Why is There no Agreement in Philosophy?

Philosophers cannot find any agreement on the major themes of philosophy. Questions like:
What is right?
What is real? | What is the truth?
Who am I?
Who should I be?
How should I behave?

This could, and possibly should, be seen as a scandal, but isn't.
Questions like this seem compelling and simple (and genuine), yet prove fiendishly difficult when one tries to answer them.

Not only can philosophers not answer philosophical problems, they cannot explain why they cannot answer them.

Partly, they do not like the possibility that these are not questions that can be answered, with an answer that is first of all true and false.

The working assumption seems to be, we will answer these questions in due time. Even if this seems implausible as people have been working on these very problems for over twenty-five hundred years.

So what are some possible related reasons why these question remain through recorded history?

  • The world is too complex.

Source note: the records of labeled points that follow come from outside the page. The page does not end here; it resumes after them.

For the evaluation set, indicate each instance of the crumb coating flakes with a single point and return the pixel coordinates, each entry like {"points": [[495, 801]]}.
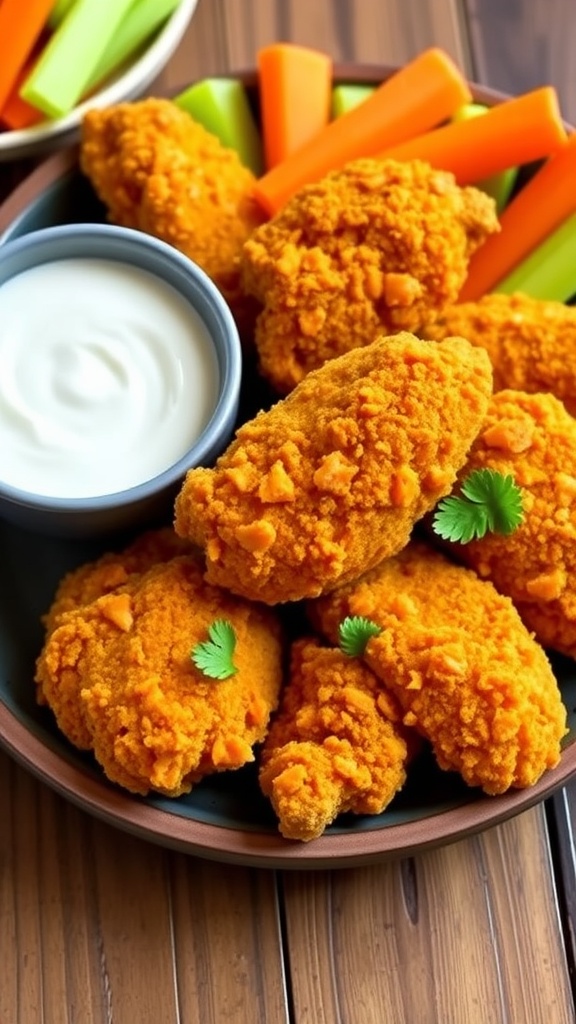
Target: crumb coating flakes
{"points": [[119, 678], [331, 479], [533, 438], [335, 744], [159, 171], [531, 342], [373, 248], [468, 675]]}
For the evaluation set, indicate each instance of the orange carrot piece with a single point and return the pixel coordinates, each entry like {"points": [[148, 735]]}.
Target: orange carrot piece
{"points": [[16, 114], [21, 25], [295, 87], [513, 132], [421, 94], [544, 203]]}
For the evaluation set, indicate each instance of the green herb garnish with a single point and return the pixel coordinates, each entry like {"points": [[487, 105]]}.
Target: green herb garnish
{"points": [[354, 634], [490, 502], [214, 656]]}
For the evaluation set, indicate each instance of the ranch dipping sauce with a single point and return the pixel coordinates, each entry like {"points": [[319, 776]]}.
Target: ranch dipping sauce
{"points": [[107, 378]]}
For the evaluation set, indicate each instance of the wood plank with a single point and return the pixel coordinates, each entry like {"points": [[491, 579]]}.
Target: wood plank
{"points": [[228, 950], [98, 926], [225, 34], [518, 45], [438, 939]]}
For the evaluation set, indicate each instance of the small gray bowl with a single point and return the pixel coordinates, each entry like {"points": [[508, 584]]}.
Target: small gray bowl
{"points": [[152, 500]]}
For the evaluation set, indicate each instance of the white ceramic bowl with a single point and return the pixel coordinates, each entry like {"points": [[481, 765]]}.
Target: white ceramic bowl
{"points": [[130, 82], [196, 414]]}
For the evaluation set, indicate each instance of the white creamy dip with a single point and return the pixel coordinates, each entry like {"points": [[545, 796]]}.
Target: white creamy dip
{"points": [[107, 378]]}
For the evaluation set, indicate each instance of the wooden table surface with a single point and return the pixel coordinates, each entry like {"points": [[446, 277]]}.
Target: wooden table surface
{"points": [[96, 926]]}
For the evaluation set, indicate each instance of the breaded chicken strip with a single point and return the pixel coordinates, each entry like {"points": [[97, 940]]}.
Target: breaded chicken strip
{"points": [[373, 248], [533, 438], [119, 678], [331, 479], [91, 580], [455, 654], [335, 744], [158, 170], [531, 342]]}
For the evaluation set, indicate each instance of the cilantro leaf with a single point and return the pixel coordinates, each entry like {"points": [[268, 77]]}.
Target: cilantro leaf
{"points": [[214, 656], [490, 502], [354, 634]]}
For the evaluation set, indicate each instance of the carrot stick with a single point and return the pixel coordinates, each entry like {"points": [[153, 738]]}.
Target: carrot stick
{"points": [[497, 185], [539, 208], [549, 271], [421, 94], [517, 131], [21, 26], [295, 86], [16, 113]]}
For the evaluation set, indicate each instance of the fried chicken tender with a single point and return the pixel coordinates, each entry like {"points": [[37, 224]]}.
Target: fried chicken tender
{"points": [[533, 438], [371, 249], [158, 170], [335, 744], [91, 580], [332, 478], [455, 654], [530, 342], [119, 678]]}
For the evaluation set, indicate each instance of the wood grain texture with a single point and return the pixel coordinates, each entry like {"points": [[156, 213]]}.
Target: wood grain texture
{"points": [[520, 45], [96, 926], [439, 939]]}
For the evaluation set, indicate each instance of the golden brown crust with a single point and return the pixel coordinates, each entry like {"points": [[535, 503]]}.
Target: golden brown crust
{"points": [[465, 670], [119, 678], [335, 745], [531, 342], [331, 479], [371, 249], [533, 438], [158, 170]]}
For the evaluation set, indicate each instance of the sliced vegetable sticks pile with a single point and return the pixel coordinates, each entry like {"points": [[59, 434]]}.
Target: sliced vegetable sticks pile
{"points": [[54, 52]]}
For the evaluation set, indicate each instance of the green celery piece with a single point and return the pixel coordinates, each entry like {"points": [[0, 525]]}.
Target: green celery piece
{"points": [[58, 12], [58, 79], [549, 271], [344, 97], [141, 20], [220, 104], [499, 185]]}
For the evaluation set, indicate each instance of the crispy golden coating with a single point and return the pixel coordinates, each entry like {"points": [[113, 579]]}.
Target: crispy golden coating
{"points": [[331, 479], [531, 342], [533, 438], [91, 580], [158, 170], [335, 744], [465, 670], [371, 249], [119, 678]]}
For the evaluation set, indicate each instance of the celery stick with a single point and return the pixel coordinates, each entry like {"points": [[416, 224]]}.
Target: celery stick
{"points": [[549, 271], [221, 107], [144, 18], [59, 77], [346, 96], [58, 11], [498, 185]]}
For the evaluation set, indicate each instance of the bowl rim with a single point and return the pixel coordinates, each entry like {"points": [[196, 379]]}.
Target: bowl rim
{"points": [[132, 78], [119, 242]]}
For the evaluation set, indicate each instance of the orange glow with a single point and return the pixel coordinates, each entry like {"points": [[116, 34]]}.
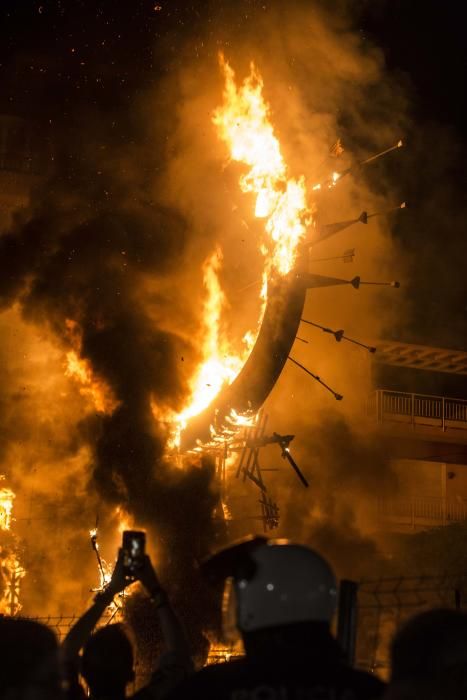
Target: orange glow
{"points": [[243, 123], [81, 371], [6, 508]]}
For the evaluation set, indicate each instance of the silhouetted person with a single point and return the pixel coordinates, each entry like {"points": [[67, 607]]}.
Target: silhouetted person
{"points": [[429, 657], [107, 663], [283, 597], [29, 666]]}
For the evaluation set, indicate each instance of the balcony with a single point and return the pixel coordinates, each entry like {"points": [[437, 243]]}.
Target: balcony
{"points": [[438, 413], [419, 513]]}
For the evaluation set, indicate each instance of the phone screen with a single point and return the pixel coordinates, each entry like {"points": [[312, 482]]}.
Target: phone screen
{"points": [[133, 545]]}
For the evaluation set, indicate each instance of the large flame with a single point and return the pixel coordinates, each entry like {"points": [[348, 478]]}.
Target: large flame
{"points": [[243, 123]]}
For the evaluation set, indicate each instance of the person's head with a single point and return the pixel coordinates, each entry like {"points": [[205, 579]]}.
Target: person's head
{"points": [[279, 588], [107, 662], [428, 645], [29, 666]]}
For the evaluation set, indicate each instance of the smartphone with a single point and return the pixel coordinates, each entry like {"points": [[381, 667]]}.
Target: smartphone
{"points": [[134, 546]]}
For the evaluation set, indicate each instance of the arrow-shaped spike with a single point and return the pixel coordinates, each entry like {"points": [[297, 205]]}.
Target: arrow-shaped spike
{"points": [[337, 396], [347, 256], [339, 335]]}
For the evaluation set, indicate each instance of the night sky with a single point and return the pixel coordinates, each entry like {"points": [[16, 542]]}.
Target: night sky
{"points": [[63, 62], [82, 70]]}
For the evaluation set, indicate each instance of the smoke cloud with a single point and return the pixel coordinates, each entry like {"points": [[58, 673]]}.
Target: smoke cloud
{"points": [[112, 246]]}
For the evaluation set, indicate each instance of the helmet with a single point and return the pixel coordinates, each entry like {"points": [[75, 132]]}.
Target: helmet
{"points": [[284, 583]]}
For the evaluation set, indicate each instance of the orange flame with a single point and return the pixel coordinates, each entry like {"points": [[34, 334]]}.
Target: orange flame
{"points": [[243, 123], [6, 508]]}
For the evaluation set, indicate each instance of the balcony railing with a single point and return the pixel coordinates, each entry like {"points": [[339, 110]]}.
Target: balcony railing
{"points": [[419, 512], [418, 409]]}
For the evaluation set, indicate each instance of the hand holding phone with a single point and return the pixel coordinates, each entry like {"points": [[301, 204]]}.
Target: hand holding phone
{"points": [[133, 552]]}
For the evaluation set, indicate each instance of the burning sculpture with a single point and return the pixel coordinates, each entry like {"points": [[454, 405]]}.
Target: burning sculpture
{"points": [[11, 571], [243, 123]]}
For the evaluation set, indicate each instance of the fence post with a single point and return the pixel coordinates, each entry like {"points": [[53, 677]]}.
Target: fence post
{"points": [[347, 619]]}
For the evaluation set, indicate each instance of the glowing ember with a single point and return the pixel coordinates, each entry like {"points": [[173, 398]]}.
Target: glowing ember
{"points": [[11, 573], [81, 371]]}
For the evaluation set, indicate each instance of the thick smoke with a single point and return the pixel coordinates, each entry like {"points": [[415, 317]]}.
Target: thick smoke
{"points": [[113, 241]]}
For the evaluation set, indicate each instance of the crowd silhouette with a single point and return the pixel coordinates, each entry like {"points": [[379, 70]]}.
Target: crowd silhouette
{"points": [[280, 597]]}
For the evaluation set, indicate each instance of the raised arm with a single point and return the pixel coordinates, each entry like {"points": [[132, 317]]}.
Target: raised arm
{"points": [[173, 635], [82, 629]]}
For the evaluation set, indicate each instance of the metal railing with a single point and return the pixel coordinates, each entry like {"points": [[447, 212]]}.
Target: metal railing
{"points": [[422, 511], [417, 409]]}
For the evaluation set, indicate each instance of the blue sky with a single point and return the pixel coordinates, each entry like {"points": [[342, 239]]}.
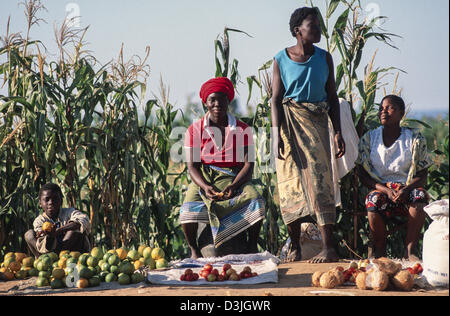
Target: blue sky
{"points": [[181, 36]]}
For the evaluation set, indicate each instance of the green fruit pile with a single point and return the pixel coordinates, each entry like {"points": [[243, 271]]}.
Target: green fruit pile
{"points": [[70, 269]]}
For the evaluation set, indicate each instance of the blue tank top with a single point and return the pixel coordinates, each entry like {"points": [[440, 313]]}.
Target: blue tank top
{"points": [[304, 82]]}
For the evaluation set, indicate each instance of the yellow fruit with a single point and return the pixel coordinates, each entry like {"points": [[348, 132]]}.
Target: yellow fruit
{"points": [[28, 262], [63, 252], [8, 260], [62, 263], [47, 227], [21, 274], [121, 253], [141, 249], [58, 273], [157, 253], [97, 252], [8, 275], [147, 252], [138, 264], [10, 255], [75, 254], [82, 283], [150, 262], [14, 266], [20, 256]]}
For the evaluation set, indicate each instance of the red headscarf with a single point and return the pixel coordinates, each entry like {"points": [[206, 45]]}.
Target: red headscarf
{"points": [[220, 84]]}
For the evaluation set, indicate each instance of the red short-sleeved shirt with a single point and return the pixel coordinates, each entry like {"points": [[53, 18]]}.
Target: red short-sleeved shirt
{"points": [[206, 142]]}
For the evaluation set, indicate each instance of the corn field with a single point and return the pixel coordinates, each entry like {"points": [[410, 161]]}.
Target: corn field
{"points": [[89, 128]]}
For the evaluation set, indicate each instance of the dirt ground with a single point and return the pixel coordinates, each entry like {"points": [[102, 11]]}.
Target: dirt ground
{"points": [[294, 280]]}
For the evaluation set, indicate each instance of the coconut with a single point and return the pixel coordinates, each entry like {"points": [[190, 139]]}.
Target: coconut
{"points": [[339, 275], [403, 280], [328, 280], [361, 281], [316, 278], [377, 280], [387, 265]]}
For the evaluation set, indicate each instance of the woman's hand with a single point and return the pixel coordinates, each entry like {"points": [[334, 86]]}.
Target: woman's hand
{"points": [[340, 145], [211, 193], [392, 195], [229, 192], [401, 196]]}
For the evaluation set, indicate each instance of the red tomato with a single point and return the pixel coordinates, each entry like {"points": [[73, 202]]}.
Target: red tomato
{"points": [[418, 268], [207, 267], [211, 277], [226, 266]]}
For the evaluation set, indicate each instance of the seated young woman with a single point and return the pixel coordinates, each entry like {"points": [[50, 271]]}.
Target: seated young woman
{"points": [[393, 163], [220, 153]]}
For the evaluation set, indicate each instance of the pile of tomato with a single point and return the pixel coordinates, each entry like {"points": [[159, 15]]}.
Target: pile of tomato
{"points": [[211, 274]]}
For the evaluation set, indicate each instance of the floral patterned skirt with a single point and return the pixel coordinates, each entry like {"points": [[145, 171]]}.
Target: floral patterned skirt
{"points": [[379, 202]]}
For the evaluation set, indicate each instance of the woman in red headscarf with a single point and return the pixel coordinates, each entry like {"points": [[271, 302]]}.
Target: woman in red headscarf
{"points": [[220, 155]]}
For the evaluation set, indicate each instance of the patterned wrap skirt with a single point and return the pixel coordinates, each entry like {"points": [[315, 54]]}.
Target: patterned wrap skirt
{"points": [[227, 218], [305, 180], [379, 202]]}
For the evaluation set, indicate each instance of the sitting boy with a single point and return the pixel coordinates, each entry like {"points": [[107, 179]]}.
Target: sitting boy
{"points": [[69, 227]]}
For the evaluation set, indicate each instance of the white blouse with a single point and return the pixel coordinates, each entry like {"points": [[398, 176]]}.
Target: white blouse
{"points": [[391, 164]]}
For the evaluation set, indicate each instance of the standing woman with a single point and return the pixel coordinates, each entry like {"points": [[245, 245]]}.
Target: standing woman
{"points": [[304, 99]]}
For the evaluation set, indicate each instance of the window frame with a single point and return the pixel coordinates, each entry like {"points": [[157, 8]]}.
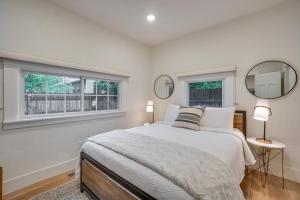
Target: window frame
{"points": [[228, 86], [14, 90], [206, 80], [82, 95]]}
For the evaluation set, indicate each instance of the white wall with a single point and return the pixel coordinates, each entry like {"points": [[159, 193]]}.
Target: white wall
{"points": [[40, 28], [270, 34]]}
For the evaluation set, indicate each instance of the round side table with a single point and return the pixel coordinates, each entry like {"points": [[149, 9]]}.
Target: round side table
{"points": [[264, 156]]}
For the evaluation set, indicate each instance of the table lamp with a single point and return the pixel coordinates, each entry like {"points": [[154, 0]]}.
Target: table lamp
{"points": [[150, 108], [262, 111]]}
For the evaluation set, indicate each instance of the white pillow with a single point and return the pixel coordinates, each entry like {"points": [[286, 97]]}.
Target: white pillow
{"points": [[171, 113], [218, 118]]}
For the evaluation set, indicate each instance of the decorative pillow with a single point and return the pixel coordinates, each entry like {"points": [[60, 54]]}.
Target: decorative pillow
{"points": [[189, 117], [218, 118], [171, 113]]}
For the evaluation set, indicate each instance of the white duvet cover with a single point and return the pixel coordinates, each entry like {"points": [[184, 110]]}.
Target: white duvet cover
{"points": [[229, 146]]}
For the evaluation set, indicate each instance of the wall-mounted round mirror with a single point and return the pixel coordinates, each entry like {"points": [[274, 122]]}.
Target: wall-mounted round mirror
{"points": [[271, 79], [163, 86]]}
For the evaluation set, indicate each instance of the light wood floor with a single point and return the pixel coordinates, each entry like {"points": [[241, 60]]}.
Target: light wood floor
{"points": [[251, 187], [40, 187]]}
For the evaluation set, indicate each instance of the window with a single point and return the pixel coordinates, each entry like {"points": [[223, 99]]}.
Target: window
{"points": [[206, 93], [49, 94], [100, 95]]}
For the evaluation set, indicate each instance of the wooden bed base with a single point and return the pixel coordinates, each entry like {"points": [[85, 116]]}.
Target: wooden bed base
{"points": [[101, 183]]}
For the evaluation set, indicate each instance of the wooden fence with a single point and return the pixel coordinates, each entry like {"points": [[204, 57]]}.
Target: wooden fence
{"points": [[206, 97]]}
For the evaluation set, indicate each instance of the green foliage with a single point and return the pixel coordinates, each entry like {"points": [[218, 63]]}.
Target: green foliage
{"points": [[36, 83], [206, 85]]}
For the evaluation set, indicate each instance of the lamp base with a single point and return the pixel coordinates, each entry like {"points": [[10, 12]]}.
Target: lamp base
{"points": [[265, 141]]}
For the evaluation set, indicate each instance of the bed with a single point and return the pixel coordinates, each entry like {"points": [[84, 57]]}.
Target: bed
{"points": [[107, 174]]}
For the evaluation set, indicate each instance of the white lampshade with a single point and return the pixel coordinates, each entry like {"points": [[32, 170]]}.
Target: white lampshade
{"points": [[150, 106], [150, 103], [262, 110]]}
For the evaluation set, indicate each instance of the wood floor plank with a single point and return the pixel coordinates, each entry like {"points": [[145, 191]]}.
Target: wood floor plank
{"points": [[257, 191], [275, 189], [293, 189], [40, 187], [251, 186]]}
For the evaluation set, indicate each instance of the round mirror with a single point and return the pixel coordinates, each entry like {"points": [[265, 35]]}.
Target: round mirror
{"points": [[163, 86], [271, 79]]}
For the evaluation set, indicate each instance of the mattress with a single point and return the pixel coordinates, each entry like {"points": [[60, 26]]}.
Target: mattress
{"points": [[229, 146]]}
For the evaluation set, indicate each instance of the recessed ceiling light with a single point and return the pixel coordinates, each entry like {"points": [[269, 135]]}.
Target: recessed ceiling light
{"points": [[151, 18]]}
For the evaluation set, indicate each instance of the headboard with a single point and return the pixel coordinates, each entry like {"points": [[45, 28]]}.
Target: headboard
{"points": [[239, 121]]}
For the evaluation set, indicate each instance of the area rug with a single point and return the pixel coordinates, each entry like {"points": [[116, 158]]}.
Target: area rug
{"points": [[68, 191]]}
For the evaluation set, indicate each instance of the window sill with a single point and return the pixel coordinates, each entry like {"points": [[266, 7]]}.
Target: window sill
{"points": [[41, 121]]}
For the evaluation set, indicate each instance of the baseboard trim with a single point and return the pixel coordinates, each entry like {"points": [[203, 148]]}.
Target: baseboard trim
{"points": [[16, 183], [290, 173]]}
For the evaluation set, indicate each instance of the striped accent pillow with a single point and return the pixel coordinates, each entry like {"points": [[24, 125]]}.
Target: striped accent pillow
{"points": [[189, 117]]}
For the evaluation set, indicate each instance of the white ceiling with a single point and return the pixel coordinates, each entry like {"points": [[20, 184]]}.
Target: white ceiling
{"points": [[174, 17]]}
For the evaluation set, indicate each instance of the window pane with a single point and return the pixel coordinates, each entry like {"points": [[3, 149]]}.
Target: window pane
{"points": [[207, 93], [35, 104], [56, 84], [102, 88], [113, 88], [102, 102], [55, 103], [89, 86], [35, 83], [113, 102], [89, 103], [73, 85], [73, 103]]}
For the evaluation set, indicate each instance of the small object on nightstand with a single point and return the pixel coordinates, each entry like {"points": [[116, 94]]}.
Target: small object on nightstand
{"points": [[264, 157], [262, 111]]}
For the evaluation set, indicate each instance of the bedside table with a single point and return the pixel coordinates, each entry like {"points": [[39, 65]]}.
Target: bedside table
{"points": [[264, 156]]}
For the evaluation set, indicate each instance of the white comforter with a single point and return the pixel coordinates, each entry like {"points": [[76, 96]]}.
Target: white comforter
{"points": [[229, 146]]}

The math involved may be too complex for human understandings, even if augmented by computers. (We do not have theory about the limits of human mathematical understandings.)
  • The world is non-understandable not only in math, but in words. There are limits to language. The idea of limits to language, and therefore to our linguistic understandings, is impossible to conceptualize, at least with the metaphor of limits.
  • Not only that but language, in its complex uses, may be beyond our comprehension.
  • We are prey to alternative indefeasible conceptual systems, some of them primitively simple. I can understand the later Wittgenstein and I can understand the early Heidegger. Even so I cannot easily put them together as a unified understanding of the universe. (Perhaps this is like how songs cannot be combined.)
  • Not only can humans unable to understand they will never understand the world, or even to understand what understanding is. In many contexts understanding makes perfect sense, in others it is often a subjective feeling having little to do with reality.
  • We have a misleading picture of what the world is. Actually that is all our mostly mono-tasking mind can do. The world is all sorts of things and understandings taking place simultaneously, not only in us but all throughout the universe. And we do not have concepts for this, we can not even assume there are any concepts for this, except ones so general they are nearly meaningless.

It may of course be that the main job of philosophers is to disagree, but that this can be a job assignment, tells us something about the nature of philosophy.